The Sermon Part 2 (Agnosticism)

by David Turell @, Friday, August 01, 2008, 19:45 (5956 days ago) @ George Jelliss

But David has made clear in other threads that he is prepared to accept anecdotal evidence (such as of near death experiences), and also to rely upon evidence presented by people like the Discovery Institute who have a clear creationist agenda and are pariahs of the peer-reviewed scientific community. Thus despite his claims, his standards of "objectivity" are not scientifically adequate. - I wish George had reviewed what I have written here in other threads.
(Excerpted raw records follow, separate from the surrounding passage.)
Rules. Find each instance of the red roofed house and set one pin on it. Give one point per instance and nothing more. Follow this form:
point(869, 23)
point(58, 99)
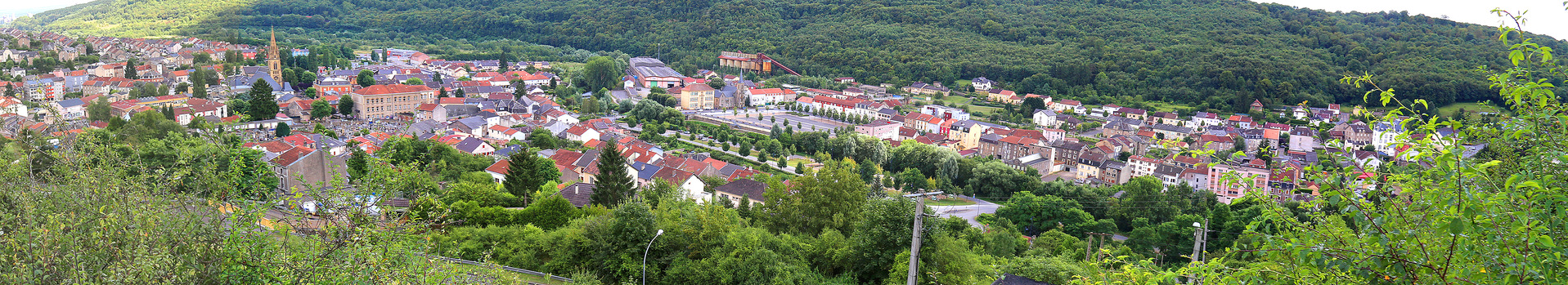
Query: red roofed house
point(769, 96)
point(303, 167)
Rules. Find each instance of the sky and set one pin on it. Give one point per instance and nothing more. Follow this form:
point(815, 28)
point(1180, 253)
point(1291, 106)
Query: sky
point(1543, 18)
point(11, 8)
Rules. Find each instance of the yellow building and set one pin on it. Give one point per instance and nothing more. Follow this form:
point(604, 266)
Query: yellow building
point(391, 99)
point(697, 97)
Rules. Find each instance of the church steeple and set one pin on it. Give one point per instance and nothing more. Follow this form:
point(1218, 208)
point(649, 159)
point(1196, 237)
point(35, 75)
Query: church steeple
point(273, 61)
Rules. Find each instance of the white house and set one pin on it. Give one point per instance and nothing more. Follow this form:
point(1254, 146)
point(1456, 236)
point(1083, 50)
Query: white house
point(981, 83)
point(944, 112)
point(1385, 136)
point(11, 105)
point(1046, 118)
point(769, 96)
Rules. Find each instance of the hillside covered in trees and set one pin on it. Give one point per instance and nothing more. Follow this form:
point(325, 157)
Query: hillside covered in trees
point(1101, 52)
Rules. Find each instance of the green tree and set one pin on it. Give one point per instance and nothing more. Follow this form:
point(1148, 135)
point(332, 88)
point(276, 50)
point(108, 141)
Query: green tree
point(1041, 213)
point(528, 172)
point(200, 83)
point(613, 185)
point(366, 78)
point(600, 73)
point(261, 100)
point(321, 110)
point(283, 131)
point(550, 212)
point(910, 180)
point(824, 199)
point(745, 149)
point(543, 138)
point(150, 126)
point(345, 105)
point(131, 69)
point(357, 162)
point(99, 110)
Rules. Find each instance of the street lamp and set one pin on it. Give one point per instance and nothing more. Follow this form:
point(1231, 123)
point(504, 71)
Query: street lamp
point(645, 254)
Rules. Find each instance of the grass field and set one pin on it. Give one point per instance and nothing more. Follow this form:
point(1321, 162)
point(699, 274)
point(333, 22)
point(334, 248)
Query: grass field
point(949, 201)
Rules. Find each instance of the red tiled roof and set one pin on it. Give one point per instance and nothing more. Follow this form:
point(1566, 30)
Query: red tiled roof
point(499, 167)
point(380, 90)
point(292, 155)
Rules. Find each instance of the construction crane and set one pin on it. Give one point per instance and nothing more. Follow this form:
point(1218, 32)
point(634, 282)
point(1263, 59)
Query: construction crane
point(752, 61)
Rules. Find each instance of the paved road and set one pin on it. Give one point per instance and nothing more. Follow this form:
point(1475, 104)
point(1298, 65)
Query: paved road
point(771, 163)
point(968, 212)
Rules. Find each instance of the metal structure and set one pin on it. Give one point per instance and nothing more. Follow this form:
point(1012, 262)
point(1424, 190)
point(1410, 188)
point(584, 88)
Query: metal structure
point(645, 254)
point(752, 61)
point(914, 245)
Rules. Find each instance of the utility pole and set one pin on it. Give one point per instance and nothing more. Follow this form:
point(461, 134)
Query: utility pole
point(914, 245)
point(1087, 245)
point(1198, 240)
point(1198, 243)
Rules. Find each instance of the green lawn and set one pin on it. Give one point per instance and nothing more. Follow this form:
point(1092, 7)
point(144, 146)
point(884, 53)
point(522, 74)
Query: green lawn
point(974, 109)
point(957, 99)
point(949, 201)
point(1453, 109)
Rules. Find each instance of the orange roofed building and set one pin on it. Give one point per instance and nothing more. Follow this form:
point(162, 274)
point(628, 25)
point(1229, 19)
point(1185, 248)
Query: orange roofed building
point(391, 99)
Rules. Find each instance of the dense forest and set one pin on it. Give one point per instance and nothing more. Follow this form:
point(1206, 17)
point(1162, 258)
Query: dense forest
point(1208, 54)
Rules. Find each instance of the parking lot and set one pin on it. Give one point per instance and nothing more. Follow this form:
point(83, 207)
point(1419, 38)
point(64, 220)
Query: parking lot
point(767, 118)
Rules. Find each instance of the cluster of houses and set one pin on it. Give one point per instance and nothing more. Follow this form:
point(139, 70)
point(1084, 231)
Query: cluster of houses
point(497, 105)
point(504, 104)
point(1137, 143)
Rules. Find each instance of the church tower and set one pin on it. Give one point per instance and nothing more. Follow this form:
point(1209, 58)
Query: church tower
point(275, 66)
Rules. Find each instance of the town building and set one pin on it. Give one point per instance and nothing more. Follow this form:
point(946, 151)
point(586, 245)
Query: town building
point(391, 99)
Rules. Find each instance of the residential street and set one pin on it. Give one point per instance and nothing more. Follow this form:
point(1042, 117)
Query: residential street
point(752, 158)
point(968, 212)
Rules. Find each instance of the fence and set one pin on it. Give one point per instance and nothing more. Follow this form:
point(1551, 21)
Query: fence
point(505, 268)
I have made it quite clear that 12 of my patients described NDE or OOB (out of body)experiences, which piqued my interest. I then read several books and articles on the phenomenon to come to some conclusions. First of all these are not hallucinations. As a physician for many years,I know an hallucination when I hear one. Most of the the NDE folks see and communicate with dead people, not living. The patterns of the stories are all very similar and coherent. Some of the stories from the literature that I quoted in my book have third party corroboration: when the person with the NDE is told that someone has died during the episode and that it is true, and the NDE'r had no way of knowing it beforehand, is corroboration.Further in the Lancet article, introduced by me, by van Lommel (spelling?) it shows that there is a level of consciousness that appears and can work at memory even though the EEG is flat, that is, no cerebral activity. - Further George uses the Discovery Institute in a perjorative way, like Dawkins, the polemicist. I am Jewish, not Christian, and I have carefully reviewed their science. I don't care about their Christian endevours. Their science is of great interest. - Like most atheists I've met George looks at only his side of a question.